A. B. : C’est le couteau suisse de la mobilité : elle sert à tout. Pour s’en libérer, il faut s’ouvrir à plus de mobilités différentes selon les besoins et les trajets : la marche pour les déplacements de proximité, le vélo pour les trajets jusqu’à 10 km, les transports en commun ou la voiture partagée – covoiturage ou autopartage – pour les longues distances. 

Vous évoquez la place que pourraient prendre des « véhicules intermédiaires ». De quoi s’agit-il ? 

A. B. : Ce sont des véhicules entre le vélo classique et la voiture. Le vélo à assistance électrique en fait partie. Il a beaucoup modifié les usages et attiré d’anciens utilisateurs de la voiture. Il y a aussi les vélos pliants, pour l’intermodalité avec le train, ou les vélos cargos pour le transport d’enfants ou de charges. Il y a ensuite des véhicules avec trois ou quatre roues, vélo ou scooter, pour des personnes à mobilité réduite. Des projets de vélo-voiture sont aussi en cours de développement. Ils ont une forme de voiture, mais font moins de 100 kg, ont un pédalage assisté et offrent une protection contre les intempéries. L’Ademe soutient un programme qui devrait bientôt donner lieu à des tests en zones peu denses. De nombreux trajets du quotidien peuvent aussi se faire avec des mini-voitures électriques. Elles sont plus légères et ont une capacité de batterie vingt fois moins importante que celle d’un gros SUV électrique. L’objectif est d’avoir une diversité de véhicules pour choisir à chaque fois le plus sobre. 
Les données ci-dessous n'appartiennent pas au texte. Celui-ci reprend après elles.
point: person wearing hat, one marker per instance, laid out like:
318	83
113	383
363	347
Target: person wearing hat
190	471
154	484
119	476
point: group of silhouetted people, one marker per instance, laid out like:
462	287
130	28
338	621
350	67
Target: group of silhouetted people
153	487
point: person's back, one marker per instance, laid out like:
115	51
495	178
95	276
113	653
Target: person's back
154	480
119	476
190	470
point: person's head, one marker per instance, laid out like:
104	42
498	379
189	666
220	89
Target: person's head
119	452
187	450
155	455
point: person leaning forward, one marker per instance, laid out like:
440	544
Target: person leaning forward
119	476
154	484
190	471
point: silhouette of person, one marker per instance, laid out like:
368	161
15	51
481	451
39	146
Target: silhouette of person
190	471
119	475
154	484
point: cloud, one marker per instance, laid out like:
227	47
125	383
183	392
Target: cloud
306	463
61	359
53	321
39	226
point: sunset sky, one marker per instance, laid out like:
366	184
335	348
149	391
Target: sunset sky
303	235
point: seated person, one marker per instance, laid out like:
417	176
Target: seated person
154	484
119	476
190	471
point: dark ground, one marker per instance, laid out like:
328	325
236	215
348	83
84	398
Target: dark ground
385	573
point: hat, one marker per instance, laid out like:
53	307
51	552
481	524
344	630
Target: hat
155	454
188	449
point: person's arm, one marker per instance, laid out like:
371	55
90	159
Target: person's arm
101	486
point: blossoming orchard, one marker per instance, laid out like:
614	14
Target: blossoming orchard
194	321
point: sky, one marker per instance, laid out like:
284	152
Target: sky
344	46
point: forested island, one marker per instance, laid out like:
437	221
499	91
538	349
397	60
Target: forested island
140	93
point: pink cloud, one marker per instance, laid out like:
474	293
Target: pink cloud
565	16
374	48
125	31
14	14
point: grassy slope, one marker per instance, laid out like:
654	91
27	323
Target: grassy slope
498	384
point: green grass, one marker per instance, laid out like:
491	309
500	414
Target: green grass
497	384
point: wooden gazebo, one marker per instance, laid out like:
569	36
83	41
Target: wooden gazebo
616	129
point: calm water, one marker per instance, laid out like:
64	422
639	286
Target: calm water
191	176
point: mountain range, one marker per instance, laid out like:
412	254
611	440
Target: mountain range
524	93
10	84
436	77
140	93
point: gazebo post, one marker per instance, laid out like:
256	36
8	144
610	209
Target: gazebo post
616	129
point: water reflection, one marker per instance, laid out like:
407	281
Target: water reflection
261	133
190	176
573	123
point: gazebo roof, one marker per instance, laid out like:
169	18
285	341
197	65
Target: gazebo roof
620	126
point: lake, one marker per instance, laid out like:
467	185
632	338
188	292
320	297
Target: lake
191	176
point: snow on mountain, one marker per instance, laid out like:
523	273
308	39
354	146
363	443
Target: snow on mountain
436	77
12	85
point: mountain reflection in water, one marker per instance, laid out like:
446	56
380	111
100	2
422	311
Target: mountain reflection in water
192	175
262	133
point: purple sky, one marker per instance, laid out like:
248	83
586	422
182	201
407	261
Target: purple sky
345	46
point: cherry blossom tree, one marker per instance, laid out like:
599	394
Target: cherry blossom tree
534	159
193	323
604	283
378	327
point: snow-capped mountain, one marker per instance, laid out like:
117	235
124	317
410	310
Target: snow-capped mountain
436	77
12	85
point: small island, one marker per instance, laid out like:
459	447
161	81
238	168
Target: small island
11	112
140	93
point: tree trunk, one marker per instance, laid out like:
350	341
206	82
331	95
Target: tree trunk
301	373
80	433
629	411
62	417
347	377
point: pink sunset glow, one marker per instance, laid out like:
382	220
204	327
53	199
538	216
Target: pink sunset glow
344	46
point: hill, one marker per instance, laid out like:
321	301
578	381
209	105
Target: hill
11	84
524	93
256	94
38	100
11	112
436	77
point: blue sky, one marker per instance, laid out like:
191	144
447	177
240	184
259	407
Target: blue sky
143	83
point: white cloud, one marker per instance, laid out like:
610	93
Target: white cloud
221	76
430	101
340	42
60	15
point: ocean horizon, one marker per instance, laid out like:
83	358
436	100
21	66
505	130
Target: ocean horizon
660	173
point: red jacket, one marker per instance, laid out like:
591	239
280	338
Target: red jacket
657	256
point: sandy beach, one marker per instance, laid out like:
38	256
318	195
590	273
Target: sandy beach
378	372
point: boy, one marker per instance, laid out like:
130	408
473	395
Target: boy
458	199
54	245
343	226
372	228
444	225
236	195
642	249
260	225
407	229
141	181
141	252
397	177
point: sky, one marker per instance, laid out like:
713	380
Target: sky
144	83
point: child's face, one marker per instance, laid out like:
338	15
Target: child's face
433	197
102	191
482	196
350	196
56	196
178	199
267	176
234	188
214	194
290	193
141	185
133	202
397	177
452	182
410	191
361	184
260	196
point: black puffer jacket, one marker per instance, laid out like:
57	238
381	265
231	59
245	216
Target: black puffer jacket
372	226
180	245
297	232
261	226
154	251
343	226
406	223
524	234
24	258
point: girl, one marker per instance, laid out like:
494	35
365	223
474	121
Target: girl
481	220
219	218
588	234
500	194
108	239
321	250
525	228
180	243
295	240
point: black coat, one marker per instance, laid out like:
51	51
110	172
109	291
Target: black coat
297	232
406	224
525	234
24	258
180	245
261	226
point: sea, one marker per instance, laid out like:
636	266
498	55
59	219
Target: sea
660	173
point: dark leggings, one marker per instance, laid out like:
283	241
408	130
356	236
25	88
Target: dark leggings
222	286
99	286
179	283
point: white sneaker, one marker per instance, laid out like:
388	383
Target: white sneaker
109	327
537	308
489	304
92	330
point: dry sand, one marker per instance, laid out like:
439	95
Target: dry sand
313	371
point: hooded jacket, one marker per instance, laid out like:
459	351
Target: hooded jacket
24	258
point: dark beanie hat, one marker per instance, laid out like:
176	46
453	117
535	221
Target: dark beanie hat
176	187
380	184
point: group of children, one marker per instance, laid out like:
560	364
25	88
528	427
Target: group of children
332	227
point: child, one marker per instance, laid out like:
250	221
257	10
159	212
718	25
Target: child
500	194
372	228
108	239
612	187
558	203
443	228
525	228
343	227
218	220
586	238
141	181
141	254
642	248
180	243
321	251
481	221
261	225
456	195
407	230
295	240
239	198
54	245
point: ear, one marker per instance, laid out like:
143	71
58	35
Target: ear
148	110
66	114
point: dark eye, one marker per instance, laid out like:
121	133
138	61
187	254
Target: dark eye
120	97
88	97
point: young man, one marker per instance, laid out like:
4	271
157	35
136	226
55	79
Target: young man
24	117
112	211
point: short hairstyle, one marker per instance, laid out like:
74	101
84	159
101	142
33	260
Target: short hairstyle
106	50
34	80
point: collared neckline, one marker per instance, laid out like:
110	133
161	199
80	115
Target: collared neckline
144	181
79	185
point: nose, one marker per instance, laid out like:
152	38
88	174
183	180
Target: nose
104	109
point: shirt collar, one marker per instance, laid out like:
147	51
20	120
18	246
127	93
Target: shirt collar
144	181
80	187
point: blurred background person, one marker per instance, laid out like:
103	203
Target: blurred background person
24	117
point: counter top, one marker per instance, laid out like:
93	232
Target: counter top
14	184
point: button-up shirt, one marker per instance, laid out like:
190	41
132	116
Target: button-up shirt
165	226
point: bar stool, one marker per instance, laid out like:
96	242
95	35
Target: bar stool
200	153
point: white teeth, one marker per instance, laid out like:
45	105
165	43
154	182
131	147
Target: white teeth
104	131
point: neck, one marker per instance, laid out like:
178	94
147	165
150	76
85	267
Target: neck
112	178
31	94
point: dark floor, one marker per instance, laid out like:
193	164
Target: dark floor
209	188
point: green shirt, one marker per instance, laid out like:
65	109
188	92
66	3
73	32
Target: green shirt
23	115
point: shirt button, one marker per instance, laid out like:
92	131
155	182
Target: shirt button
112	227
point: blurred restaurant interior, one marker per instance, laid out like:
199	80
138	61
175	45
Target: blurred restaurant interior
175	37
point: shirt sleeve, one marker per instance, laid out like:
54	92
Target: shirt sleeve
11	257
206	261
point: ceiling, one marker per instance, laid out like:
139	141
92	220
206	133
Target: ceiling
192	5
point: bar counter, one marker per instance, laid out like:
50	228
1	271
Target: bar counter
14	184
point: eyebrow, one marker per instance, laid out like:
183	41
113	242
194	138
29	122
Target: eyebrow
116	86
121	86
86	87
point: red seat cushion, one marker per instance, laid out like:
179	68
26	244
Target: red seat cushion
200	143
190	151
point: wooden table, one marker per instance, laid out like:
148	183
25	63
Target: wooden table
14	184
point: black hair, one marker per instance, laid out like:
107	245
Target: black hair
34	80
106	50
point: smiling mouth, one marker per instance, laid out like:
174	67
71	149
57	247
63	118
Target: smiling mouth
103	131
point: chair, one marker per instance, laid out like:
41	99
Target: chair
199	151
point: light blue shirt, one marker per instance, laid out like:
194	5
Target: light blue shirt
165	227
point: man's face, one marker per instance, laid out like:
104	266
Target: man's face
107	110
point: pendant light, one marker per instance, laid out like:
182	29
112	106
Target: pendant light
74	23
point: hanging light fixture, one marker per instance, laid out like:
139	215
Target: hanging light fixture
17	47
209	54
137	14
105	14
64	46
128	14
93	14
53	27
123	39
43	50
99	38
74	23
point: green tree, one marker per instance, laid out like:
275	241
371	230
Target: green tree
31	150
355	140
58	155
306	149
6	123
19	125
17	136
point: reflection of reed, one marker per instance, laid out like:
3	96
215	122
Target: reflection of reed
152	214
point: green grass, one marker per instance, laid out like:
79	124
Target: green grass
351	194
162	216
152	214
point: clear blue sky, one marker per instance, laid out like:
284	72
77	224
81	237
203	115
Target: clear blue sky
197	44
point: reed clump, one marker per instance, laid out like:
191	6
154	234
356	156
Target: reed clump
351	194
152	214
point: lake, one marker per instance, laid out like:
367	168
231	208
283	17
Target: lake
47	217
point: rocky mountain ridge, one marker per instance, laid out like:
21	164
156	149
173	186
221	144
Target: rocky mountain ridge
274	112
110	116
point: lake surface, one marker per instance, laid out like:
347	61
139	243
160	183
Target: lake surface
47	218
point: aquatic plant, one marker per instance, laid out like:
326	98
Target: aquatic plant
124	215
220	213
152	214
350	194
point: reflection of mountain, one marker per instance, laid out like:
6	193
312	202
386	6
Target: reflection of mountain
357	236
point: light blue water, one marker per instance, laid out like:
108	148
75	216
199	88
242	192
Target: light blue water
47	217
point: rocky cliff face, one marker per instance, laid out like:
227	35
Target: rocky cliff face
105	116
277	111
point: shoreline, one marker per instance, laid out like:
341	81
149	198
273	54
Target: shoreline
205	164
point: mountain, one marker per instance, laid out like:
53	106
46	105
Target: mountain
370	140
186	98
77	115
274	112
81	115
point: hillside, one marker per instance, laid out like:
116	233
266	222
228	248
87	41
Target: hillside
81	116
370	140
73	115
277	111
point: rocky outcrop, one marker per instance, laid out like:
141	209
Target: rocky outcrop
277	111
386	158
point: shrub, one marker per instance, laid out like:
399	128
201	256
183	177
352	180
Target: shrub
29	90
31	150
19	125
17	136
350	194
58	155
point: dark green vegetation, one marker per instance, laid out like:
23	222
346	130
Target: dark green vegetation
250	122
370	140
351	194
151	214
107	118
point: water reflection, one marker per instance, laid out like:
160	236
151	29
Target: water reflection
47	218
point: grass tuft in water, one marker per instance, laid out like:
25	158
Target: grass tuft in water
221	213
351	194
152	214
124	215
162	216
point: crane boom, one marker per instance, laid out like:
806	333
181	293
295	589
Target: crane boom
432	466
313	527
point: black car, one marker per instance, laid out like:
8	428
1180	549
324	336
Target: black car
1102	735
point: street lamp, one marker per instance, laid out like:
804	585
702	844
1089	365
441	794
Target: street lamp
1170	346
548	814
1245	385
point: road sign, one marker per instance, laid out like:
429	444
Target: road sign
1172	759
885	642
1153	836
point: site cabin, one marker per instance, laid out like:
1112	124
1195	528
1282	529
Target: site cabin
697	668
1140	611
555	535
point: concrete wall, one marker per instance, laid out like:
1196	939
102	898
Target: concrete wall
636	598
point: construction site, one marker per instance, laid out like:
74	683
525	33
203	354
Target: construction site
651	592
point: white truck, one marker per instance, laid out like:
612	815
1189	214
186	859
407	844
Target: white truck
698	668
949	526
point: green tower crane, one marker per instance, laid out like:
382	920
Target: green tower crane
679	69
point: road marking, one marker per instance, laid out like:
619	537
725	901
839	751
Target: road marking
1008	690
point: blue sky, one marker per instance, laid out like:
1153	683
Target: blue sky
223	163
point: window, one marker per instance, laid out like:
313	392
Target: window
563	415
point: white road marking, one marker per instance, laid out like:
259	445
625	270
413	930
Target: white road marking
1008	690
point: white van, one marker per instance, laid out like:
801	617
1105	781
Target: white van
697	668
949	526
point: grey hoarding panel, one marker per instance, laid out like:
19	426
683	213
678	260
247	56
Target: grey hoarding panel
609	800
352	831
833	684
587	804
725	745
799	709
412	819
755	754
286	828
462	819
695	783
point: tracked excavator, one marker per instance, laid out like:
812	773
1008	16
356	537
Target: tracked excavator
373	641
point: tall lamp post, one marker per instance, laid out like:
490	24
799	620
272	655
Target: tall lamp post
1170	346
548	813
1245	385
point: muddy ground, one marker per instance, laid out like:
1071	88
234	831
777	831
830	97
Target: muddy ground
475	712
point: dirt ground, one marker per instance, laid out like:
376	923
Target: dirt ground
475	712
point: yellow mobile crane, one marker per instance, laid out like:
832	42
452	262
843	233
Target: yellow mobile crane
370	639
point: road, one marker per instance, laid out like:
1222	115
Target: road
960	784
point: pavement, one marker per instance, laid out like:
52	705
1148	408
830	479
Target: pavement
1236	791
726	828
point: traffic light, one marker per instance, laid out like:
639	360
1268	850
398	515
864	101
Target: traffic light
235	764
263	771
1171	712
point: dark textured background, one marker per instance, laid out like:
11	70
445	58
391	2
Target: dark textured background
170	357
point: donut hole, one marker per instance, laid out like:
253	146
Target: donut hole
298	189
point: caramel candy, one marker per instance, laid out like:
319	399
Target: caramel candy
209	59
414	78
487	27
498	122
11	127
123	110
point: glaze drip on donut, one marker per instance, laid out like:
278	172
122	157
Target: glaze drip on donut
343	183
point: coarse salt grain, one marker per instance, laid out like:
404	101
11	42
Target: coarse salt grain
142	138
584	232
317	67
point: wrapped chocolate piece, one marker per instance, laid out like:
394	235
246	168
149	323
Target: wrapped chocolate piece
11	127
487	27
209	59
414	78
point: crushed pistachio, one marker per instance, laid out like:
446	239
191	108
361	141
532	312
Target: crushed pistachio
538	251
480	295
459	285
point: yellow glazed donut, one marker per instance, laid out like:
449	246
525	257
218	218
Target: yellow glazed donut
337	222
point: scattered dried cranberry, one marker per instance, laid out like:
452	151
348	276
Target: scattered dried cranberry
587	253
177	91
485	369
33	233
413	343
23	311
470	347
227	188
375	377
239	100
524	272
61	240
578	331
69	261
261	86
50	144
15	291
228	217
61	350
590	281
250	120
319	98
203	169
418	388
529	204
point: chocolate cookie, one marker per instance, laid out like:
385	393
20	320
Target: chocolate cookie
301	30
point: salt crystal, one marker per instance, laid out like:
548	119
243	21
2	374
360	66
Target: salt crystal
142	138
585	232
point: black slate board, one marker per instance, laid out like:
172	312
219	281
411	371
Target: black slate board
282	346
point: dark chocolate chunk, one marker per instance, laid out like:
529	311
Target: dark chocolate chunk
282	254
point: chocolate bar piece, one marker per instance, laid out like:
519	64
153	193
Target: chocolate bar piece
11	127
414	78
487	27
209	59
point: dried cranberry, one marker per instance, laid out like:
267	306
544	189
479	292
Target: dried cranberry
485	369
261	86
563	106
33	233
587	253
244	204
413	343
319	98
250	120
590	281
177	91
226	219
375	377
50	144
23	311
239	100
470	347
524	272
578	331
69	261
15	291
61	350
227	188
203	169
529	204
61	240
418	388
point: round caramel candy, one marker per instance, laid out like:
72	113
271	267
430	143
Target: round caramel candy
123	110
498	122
Y a-t-il encore une place pour la voiture ? Et si oui, laquelle ? 

A. B. : La voiture reste indispensable, notamment pour des distances longues, s’il n’y a pas de transports en commun. Cela doit alors être une voiture électrique sobre, c’est à dire aérodynamique, légère et avec une batterie pas surdimensionnée, ce qui n’est pas le cas des SUV aujourd’hui. 

Peut-on espérer une inflexion vers plus de sobriété alors que les ventes de SUV ont dépassé celles des berlines sur les neuf premiers mois de 2023 ? 

A. B. : Les constructeurs y trouvent leur intérêt financier, mais ce n’est pas vertueux pour l’intérêt général. Les politiques publiques devraient intervenir. Mais elles ont une vision seulement technologique de la transition. Elles font un focus sur le véhicule électrique et imposent des contraintes fortes aux constructeurs pour qu’ils le développent. Mais il n’y a pas d’incitation à la sobriété, ou alors de manière assez timide comme avec le malus au poids. 

N’y a-t-il pas des obstacles économiques importants au développement de nouvelles mobilités ? 

A. B. : On entend souvent dire que c’est trop cher. Mais c’est souvent parce que l’on raisonne en ne prenant en compte que le coût marginal de la voiture, autrement dit celui du carburant. La marche, le vélo, les transports en commun ont des coûts globaux plus faibles. Sur longue distance, le train et l’autopartage ont aussi un coût global plus limité.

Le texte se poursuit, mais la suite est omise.